New in version 0.4.
Gluster implements a distributed filesystem. It is used for container volume management and syncing around the cluster.
Current Version: 3.7.6
As of 0.5.1, GlusterFS is distributed as an addon for Mantl. After a successful initial run (from your customized sample.yml), install it with ansible-playbook -e @security.yml addons/glusterfs.yml.
There is a bug with the current implementation where the glusterd servers will not come up after a restart, but they’ll be fine to start once the restart is complete. To do this after a restart, run:
ansible -m command -a 'sudo systemctl start glusterd' role=control
You will also need to mount the disks after this operation:
ansible -m command -a 'sudo mount -a' role=control
Any Docker volume should be able to access data inside the /mnt/container-volumes partition. Because of SELinux, the volume label needs to be updated within the container. You can use the z flag to do this, as in this example which will open up a prompt in a container where the volume is mounted properly at /data:
docker run --rm -it -v /mnt/container-volumes/test:/data:z gliderlabs/alpine /bin/sh
On Google Compute Engine, Amazon Web Services, and OpenStack the Mantl Terraform modules will create an external volume. By default, this volume will be 100gb, but you can change this with the Terraform glusterfs_volume_size variable. The attached disk will be formatted as an XFS volume and mounted on the control nodes.
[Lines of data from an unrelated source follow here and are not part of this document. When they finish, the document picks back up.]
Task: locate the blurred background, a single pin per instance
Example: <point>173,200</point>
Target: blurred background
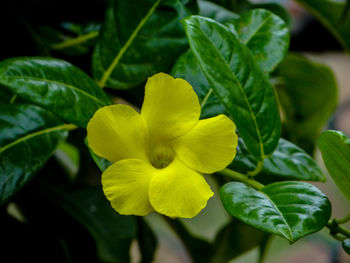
<point>26,25</point>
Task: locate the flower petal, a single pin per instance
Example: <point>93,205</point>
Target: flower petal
<point>178,191</point>
<point>209,146</point>
<point>170,107</point>
<point>126,185</point>
<point>118,132</point>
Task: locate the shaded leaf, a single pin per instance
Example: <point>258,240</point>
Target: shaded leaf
<point>187,67</point>
<point>28,137</point>
<point>112,232</point>
<point>130,50</point>
<point>289,209</point>
<point>238,82</point>
<point>308,95</point>
<point>147,241</point>
<point>346,245</point>
<point>101,162</point>
<point>55,85</point>
<point>265,34</point>
<point>335,149</point>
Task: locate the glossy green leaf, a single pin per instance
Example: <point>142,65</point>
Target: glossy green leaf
<point>335,149</point>
<point>288,209</point>
<point>55,85</point>
<point>288,162</point>
<point>346,245</point>
<point>187,67</point>
<point>235,239</point>
<point>28,137</point>
<point>333,14</point>
<point>265,34</point>
<point>216,12</point>
<point>101,162</point>
<point>308,95</point>
<point>5,95</point>
<point>238,82</point>
<point>112,232</point>
<point>130,50</point>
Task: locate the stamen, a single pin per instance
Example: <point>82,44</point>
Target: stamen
<point>162,156</point>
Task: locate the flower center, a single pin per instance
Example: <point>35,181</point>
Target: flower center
<point>162,156</point>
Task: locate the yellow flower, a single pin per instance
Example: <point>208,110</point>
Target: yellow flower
<point>159,155</point>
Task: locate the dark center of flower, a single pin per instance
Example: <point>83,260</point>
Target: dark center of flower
<point>162,156</point>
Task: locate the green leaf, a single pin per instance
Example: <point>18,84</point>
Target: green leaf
<point>334,15</point>
<point>291,162</point>
<point>265,34</point>
<point>101,162</point>
<point>289,209</point>
<point>130,50</point>
<point>112,232</point>
<point>28,137</point>
<point>187,67</point>
<point>147,241</point>
<point>346,245</point>
<point>335,149</point>
<point>308,95</point>
<point>277,9</point>
<point>55,85</point>
<point>216,12</point>
<point>288,162</point>
<point>235,239</point>
<point>238,82</point>
<point>5,95</point>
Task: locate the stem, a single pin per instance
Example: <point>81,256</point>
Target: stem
<point>121,52</point>
<point>242,178</point>
<point>257,169</point>
<point>74,41</point>
<point>343,220</point>
<point>14,97</point>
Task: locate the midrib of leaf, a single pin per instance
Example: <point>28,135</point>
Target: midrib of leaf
<point>58,83</point>
<point>121,52</point>
<point>34,134</point>
<point>245,98</point>
<point>74,41</point>
<point>281,215</point>
<point>258,28</point>
<point>204,101</point>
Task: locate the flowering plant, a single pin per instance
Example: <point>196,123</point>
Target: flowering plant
<point>223,140</point>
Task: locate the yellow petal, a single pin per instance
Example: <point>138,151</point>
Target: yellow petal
<point>178,191</point>
<point>126,185</point>
<point>170,107</point>
<point>118,132</point>
<point>209,146</point>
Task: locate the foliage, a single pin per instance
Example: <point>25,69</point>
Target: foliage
<point>236,56</point>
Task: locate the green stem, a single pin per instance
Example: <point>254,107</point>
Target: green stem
<point>242,178</point>
<point>257,169</point>
<point>343,220</point>
<point>75,41</point>
<point>121,52</point>
<point>14,97</point>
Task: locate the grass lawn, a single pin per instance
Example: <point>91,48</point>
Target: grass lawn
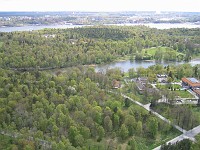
<point>184,94</point>
<point>152,51</point>
<point>181,93</point>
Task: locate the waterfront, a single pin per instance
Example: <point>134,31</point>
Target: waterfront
<point>151,25</point>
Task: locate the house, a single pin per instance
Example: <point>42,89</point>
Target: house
<point>116,84</point>
<point>197,92</point>
<point>191,83</point>
<point>162,78</point>
<point>141,83</point>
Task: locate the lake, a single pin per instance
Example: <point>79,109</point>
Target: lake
<point>126,65</point>
<point>31,28</point>
<point>151,25</point>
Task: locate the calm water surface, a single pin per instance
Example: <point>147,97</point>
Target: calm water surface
<point>126,65</point>
<point>151,25</point>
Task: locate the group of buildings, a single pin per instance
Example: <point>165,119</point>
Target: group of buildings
<point>142,83</point>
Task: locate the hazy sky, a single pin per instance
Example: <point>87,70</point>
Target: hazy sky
<point>100,5</point>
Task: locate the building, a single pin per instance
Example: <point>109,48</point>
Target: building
<point>116,84</point>
<point>141,83</point>
<point>191,83</point>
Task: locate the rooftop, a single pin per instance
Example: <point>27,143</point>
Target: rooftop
<point>191,81</point>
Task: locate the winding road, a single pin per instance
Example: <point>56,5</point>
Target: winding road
<point>186,134</point>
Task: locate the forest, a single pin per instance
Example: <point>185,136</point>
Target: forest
<point>41,108</point>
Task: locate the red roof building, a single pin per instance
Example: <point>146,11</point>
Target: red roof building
<point>192,83</point>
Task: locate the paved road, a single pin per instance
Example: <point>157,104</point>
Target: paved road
<point>147,107</point>
<point>187,135</point>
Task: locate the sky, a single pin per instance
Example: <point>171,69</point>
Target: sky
<point>100,5</point>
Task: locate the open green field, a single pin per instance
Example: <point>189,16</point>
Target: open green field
<point>1,43</point>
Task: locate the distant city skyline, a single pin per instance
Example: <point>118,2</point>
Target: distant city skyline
<point>100,5</point>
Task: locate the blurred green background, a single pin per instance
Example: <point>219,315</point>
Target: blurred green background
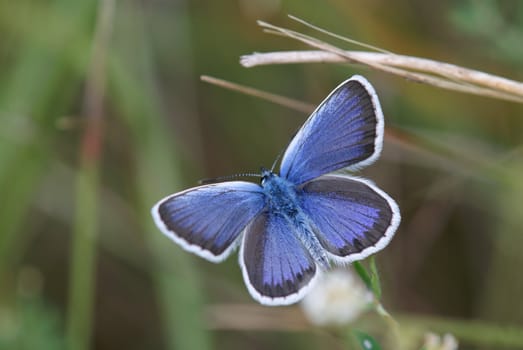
<point>81,263</point>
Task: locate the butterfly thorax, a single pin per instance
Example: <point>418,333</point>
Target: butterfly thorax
<point>281,198</point>
<point>280,194</point>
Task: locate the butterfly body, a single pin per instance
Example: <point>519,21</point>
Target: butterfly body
<point>293,225</point>
<point>282,198</point>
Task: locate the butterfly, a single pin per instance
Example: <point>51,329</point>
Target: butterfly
<point>293,225</point>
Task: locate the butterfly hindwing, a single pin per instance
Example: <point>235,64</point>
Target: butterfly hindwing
<point>276,267</point>
<point>345,131</point>
<point>208,220</point>
<point>352,218</point>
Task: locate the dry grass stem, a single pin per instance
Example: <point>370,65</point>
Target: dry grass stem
<point>440,74</point>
The version of GlusterFS to download
default: 3.7.6
The mode that GlusterFS will be configured in. Valid values: “server” and “client”.
default: client
The amount of replication to use for new volumes. Should be a factor of the number of nodes in the server group
default: the number of control nodes present in the server group
A selector for a group to use as Gluster servers.
default: role=control
Where the Gluster external disk will be mounted on supported cloud providers.
default: /mnt/glusterfs
Automatically calculated depending on which cloud provider you are using. This should only be changed if you’re adding support for a new cloud provider or know very well where your volume is going to be located.
default: automatically generated
Whether the glusterfs volume should be force-created (that is, created with storage on the root partition.) This is true when not using a cloud provider that supports external block storage.
default: automatically generated “yes” or “no”
The area in the filesystem to store bricks. It defaults to the value of glusterfs_brick_mount if an external disk is mounted, and /etc/glusterfs/data otherwise.
default: automatically generated
A list of names and mounts for volumes. The default looks like this:
glusterfs_volumes:
- name: container-volumes
mount: /mnt/container-volumes
If you need to add any more volumes, be sure to include the container-volumes mount in the list, or that volume will not work on new servers.